Introduction to NumPy, Arrays and Array Operations
Procedure
The interface consists of three sections: the left section features a main button for selecting topics, the center section displays the concept, and the right section includes a code editor where you can run the code.

Click the "Creation" button to begin learning NumPy.

Click the "Next" button to view the code example. Try running the code in the code editor and observe the differences between a Python List and a NumPy Array.

Click the "Visualization" button to see a visual comparison between a Python List and a NumPy Array.

Now, select "Operation" from the left section to explore various NumPy array operations.

Choose "Indexing" from the options to learn how indexing is performed in NumPy.

Copy the code and run it in the code editor. Observe the output result. Then, look for the "Visualize" button at the top and click on it to see the indexing process visually.

Similarly, perform the other two types of indexing and observe how they work. Run the code in the editor, check the output, and use the "Visualize" button to understand the process better.


Now, choose the "Slicing" option from the main section to learn about slicing in NumPy arrays

Copy the code and run it in the code editor. Observe the output result. Then, look for the "Visualize" button at the top and click on it to see the indexing process visually.

Similarly, perform the other two types of slicing and observe how they work. Run the code in the editor, check the output, and click the "Visualize" button to gain a clearer understanding of the process.

Select "Iteration" from the options to observe and learn how iteration works in NumPy

Click the "Next" button and pay attention to the code highlighting to gain a better understanding of the structure and flow of the code.

Select "NumPy Functions" to learn about the arange, argmax, linspace, and other useful NumPy functions.

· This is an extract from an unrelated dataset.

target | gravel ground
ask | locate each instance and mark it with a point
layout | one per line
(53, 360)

Follow the instructions carefully and run the code in the code editor to see how the functions like arange, argmax, and linspace work in NumPy.

Input the required values, click on the "Visualize" button, and then use the "Next" button to see the visualization of the process.
Similarly, perform the two other functions, follow the instructions carefully, and understand how each function works by running the code and visualizing the process.